Le 15 septembre 2019, de nombreux étudiant.e.s ont eu l’occasion d’assister à la projection du film « Zero Impunity » dans le cadre du Festival de cinéma de la Ville de Québec. Cette projection a été suivie d’une riche discussion animée par les réalisateurs, Nicolas Blies et Stéphane Hueber-Blies, les doctorant.e.s Claire Magnoux et Bienvenue Moussa Haba, la professeure Fannie Lafontaine et la journaliste de Radio-Canada, Sophie Langlois. Certains membres du public, dont les auteur.e.s de ce billet, étaient issus du projet Osons le DIH!, dirigé par la professeure Julia Grignon, qui s’est impliqué dans cet événement aux côtés de la Chaire de recherche du Canada sur la justice internationale pénale et les droits fondamentaux, la Clinique de droit international pénal et humanitaire, le Partenariat canadien pour la justice internationale et la Faculté de droit de l’Université Laval.
Le film « Zero Impunity » est une œuvre de Nicolas Blies et Stéphane Hueber-Blies, mêlant avec ingéniosité images animées, images réelles, et projections de témoignages sur les murs de villes endormies qui ne demandent qu’à être réveillées de leur torpeur face à un crime international odieux, mais trop souvent passé sous silence : les violences sexuelles en période de conflit armé. Si la forme du film est astucieuse et originale, elle a surtout pour objectif de mettre en avant le fond. Sans jamais choquer graphiquement, le film parvient à susciter suffisamment d’effroi et de colère chez le public pour le sensibiliser à cette cause.
En effet, « Zero Impunity » est un film bouleversant, retraçant les parcours de victimes de violences sexuelles, dont le contexte de conflit armé a servi à justifier ou faciliter la commission de ces crimes. L’angle d’attaque du film est intéressant, car il ne se limite pas qu’à un schéma de violence sexuelle, une région du monde, ou un type de protagoniste. En effet, le film retrace le parcours de victimes de violences sexuelles en Syrie, en Ukraine, au Mali, ou encore dans les prisons de Guantanamo. Les victimes sont parfois des femmes, parfois des hommes, et personne n’est épargné parmi les coupables : des services de Bachar Al Assad, en passant par les forces armées américaines et les Casques bleus, le film ne s’autorise aucun tabou et n’hésite pas à pointer du doigt les manquements d’institutions telles que l’Organisation des Nations Unies.

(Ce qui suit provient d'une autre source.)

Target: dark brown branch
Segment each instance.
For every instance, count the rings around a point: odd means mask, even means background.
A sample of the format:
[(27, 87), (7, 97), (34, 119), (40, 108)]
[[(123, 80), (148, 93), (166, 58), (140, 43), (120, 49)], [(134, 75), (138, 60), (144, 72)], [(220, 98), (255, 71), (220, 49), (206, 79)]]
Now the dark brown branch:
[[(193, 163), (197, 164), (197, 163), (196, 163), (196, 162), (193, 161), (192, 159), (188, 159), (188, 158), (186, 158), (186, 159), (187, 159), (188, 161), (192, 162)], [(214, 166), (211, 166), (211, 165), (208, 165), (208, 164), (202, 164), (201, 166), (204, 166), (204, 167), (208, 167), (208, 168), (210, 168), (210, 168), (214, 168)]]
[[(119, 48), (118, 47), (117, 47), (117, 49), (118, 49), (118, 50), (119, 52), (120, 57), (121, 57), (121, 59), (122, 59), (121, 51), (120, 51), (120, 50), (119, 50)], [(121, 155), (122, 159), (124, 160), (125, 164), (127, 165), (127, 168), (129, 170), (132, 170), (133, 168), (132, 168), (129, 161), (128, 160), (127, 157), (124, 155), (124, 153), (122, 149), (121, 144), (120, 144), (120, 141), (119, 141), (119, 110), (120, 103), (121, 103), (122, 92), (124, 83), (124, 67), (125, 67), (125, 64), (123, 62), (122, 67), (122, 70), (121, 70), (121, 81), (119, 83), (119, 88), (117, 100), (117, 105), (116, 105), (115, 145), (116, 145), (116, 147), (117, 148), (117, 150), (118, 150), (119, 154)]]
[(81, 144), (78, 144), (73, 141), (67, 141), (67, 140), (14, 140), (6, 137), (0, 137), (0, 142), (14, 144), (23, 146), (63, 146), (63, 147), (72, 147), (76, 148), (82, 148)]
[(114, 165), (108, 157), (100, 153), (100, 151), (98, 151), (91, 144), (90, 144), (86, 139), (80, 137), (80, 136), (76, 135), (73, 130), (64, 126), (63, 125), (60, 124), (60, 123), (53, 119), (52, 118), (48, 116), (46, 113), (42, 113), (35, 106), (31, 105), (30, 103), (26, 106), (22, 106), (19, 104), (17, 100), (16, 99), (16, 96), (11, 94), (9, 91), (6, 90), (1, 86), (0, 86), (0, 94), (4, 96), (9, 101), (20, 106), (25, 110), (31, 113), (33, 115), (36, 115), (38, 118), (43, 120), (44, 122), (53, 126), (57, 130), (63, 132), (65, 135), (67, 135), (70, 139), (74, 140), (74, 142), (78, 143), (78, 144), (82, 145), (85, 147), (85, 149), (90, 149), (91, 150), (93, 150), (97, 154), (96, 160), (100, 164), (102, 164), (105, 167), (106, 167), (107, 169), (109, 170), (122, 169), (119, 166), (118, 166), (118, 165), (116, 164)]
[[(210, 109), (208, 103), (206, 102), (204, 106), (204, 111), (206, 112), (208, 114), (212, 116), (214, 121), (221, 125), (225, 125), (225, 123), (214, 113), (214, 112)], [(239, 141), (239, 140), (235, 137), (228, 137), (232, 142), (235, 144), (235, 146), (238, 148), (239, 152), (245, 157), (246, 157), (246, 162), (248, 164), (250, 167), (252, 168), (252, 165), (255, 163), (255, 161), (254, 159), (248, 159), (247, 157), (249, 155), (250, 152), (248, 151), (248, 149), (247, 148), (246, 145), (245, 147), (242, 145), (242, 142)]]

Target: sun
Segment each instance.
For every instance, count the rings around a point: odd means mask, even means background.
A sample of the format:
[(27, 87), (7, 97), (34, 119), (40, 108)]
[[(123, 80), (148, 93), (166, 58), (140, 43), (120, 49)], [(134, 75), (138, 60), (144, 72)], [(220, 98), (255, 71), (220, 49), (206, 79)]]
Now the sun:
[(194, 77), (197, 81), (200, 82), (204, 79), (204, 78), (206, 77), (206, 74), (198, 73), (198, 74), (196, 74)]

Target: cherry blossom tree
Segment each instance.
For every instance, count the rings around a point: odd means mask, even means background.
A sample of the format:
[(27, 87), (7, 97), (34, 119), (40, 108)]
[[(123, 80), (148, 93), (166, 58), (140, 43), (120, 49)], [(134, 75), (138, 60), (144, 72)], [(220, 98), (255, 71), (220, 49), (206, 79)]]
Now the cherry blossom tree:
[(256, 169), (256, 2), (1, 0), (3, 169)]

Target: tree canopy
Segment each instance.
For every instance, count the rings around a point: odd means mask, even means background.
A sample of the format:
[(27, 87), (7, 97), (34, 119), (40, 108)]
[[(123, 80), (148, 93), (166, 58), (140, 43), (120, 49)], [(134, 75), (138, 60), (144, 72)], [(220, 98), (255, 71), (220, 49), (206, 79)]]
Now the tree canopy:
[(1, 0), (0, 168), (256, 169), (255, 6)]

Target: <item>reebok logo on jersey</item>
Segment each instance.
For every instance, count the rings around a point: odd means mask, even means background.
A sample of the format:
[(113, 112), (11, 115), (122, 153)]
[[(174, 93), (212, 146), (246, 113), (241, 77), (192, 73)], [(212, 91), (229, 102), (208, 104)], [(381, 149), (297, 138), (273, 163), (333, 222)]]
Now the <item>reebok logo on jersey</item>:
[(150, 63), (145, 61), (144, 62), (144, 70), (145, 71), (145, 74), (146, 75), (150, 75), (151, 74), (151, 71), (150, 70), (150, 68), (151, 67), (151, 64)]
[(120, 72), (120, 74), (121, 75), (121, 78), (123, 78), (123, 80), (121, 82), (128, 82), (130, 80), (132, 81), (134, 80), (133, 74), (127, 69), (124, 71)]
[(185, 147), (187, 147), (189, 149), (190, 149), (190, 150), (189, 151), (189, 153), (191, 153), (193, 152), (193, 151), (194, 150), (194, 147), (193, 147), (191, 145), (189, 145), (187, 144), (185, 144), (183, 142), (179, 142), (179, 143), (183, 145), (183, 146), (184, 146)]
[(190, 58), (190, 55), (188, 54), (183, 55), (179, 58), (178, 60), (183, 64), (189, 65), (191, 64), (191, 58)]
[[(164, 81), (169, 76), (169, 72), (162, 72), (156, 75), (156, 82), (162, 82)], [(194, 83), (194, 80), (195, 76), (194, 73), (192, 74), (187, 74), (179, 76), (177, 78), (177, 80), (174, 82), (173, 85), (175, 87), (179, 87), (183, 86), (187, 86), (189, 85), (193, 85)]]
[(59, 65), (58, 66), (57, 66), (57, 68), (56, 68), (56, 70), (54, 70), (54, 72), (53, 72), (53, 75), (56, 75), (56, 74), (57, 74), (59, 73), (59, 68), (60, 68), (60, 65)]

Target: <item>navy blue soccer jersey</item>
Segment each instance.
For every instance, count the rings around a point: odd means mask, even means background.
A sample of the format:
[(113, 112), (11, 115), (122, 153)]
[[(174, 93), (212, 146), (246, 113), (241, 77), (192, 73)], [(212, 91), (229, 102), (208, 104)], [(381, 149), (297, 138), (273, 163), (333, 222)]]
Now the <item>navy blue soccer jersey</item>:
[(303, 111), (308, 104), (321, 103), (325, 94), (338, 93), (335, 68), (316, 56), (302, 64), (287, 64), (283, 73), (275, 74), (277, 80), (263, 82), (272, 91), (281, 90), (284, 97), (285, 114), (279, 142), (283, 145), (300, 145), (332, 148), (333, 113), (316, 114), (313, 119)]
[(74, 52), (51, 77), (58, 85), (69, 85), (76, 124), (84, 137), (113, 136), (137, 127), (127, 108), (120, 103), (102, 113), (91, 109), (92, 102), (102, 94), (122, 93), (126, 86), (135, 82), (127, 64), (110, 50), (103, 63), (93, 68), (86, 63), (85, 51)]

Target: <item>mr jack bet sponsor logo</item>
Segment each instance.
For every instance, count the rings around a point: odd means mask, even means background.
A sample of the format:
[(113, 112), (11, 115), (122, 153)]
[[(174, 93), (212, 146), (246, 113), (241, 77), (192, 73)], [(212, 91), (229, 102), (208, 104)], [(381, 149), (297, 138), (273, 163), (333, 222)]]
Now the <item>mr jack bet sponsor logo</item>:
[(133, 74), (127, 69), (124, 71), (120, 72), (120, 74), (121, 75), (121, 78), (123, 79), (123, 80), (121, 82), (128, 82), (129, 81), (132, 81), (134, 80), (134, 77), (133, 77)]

« Zero Impunity » adopte une démarche féministe, ce qui se retrouve notamment dans le choix des douze journalistes chargées de recueillir les témoignages, qui sont toutes des femmes. Le film a pour ambition de mettre la lumière sur ces crimes et de faire tomber les tabous et les préjugés qui y sont associés, de libérer la parole des victimes et de sensibiliser le grand public. Une meilleure connaissance et une meilleure diffusion de ce qui se passe sur le terrain est en effet un moyen privilégié de lutter contre l’impunité, prévenir la commission de ces crimes, et assurer un meilleur accompagnement des victimes. Sensibiliser la société, c’est instaurer une pression sur les gouvernements et les autres instances juridiques, qui peut les inciter à adopter de véritables politiques de poursuites ou de prévention des violences sexuelles dans le cadre des conflits armés.

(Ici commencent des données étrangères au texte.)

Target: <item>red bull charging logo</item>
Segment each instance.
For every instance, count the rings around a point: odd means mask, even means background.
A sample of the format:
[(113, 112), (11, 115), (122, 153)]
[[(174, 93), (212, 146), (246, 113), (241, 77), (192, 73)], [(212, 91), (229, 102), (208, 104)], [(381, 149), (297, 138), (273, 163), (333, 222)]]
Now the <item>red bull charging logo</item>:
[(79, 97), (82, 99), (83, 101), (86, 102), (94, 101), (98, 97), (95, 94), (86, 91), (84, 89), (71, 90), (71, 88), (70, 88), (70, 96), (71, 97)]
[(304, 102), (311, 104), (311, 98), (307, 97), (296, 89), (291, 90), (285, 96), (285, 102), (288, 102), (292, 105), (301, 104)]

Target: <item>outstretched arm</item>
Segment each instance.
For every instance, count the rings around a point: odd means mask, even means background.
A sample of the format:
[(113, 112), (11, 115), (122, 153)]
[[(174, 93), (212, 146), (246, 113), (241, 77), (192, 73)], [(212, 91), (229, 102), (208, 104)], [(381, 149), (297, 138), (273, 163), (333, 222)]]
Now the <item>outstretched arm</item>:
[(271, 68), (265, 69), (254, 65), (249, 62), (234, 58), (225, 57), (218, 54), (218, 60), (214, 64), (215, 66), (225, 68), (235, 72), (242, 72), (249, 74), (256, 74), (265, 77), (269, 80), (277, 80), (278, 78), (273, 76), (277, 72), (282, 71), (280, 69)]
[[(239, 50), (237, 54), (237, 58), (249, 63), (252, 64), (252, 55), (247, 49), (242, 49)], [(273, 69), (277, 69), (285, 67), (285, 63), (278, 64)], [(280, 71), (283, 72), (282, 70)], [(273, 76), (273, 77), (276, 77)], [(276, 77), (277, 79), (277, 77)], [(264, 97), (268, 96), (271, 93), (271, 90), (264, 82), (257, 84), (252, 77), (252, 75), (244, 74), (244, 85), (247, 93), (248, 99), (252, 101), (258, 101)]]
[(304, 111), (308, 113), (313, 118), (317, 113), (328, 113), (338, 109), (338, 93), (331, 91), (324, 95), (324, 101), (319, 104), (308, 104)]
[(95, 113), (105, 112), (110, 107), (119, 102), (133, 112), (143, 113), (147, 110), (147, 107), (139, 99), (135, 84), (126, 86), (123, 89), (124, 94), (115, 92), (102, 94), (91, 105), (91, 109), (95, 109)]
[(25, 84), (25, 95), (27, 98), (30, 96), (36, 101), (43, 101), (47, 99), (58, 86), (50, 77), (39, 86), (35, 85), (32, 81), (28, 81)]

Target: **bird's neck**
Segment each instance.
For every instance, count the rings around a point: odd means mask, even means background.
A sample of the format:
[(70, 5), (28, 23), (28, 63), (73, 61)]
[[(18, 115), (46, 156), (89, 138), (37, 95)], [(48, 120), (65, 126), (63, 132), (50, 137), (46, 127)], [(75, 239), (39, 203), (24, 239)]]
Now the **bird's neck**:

Si le plaidoyer du film s’inscrit avant tout dans une démarche pénaliste, avec la volonté affichée dans le titre de punir les auteurs de violences sexuelles en contexte de conflit armé, une question demeure en suspend à la suite de ce visionnage : le droit international humanitaire (ci-après DIH), ou droit de la guerre, a-t-il un rôle à jouer en amont de la commission de ces violences sexuelles ?

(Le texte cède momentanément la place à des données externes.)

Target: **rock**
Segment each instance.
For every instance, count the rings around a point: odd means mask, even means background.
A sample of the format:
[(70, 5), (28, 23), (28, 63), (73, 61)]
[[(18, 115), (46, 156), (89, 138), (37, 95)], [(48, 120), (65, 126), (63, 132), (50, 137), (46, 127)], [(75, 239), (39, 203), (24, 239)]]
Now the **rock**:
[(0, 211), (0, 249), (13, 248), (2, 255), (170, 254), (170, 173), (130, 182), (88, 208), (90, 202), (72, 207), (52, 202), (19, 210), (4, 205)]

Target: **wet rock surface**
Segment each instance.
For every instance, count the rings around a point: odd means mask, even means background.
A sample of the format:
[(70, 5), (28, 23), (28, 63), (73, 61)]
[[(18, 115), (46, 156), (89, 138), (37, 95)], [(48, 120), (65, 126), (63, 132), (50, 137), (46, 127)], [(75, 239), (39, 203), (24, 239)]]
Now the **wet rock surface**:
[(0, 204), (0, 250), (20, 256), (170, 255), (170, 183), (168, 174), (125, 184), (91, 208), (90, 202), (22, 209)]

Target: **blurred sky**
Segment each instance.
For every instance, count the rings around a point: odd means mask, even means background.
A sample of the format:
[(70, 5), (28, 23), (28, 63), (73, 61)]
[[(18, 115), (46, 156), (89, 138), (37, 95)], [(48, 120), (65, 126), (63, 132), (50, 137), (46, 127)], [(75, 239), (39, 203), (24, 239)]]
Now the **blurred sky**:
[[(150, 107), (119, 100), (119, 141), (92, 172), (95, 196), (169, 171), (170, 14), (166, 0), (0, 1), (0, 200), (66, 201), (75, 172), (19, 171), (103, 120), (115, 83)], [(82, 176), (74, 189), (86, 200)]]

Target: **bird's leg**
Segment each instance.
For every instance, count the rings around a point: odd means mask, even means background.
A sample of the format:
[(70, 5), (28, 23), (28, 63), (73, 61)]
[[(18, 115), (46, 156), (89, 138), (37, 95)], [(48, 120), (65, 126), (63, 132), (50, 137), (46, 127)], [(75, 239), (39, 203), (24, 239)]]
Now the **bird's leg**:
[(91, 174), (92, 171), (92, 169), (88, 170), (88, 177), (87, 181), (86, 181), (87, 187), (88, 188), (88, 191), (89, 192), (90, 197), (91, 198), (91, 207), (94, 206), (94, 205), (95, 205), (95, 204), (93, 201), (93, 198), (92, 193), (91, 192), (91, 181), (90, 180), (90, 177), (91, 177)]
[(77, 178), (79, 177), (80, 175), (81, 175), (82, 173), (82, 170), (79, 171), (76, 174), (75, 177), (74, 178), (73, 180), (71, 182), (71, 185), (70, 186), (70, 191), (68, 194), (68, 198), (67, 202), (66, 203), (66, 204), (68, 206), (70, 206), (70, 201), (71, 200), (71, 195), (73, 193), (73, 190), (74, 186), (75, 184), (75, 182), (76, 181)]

L’objectif de ce billet est ainsi de se questionner, en se basant sur les problèmes soulevés dans le film, sur le rôle que peut jouer en amont le droit des conflits armés pour lutter contre ces violences sexuelles. En effet, cette branche du droit international a été conçue spécifiquement pour régir les conflits armés, pour instaurer des règles dans la guerre lorsque celle-ci est inévitable, de sorte à ce qu’elle se déroule le plus proprement possible. À partir du moment où certains actes de violences sexuelles ont lieu en contexte de guerre, tel que présenté dans le film, le DIH a donc un rôle à jouer afin de lutter contre celles-ci, et ce avant l’application du droit international pénal qui serait synonyme d’échec de la phase de prévention. Cependant, ce billet part de l’hypothèse que le droit des conflits armés, qui est un régime juridique ancien, ne prend pas suffisamment bien en compte les violences sexuelles afin de les prévenir efficacement. Pour autant, les auteur.e.s relèvent quelques notes d’espoir, en constatant que le DIH semble évoluer positivement dans sa prise en compte des violences sexuelles, ce qui laisse croire que ce droit peut et doit s’adapter aux problématiques contemporaines de la guerre ou, dans le cas d’espèce, à des problématiques qui n’étaient auparavant pas ou peu traitées.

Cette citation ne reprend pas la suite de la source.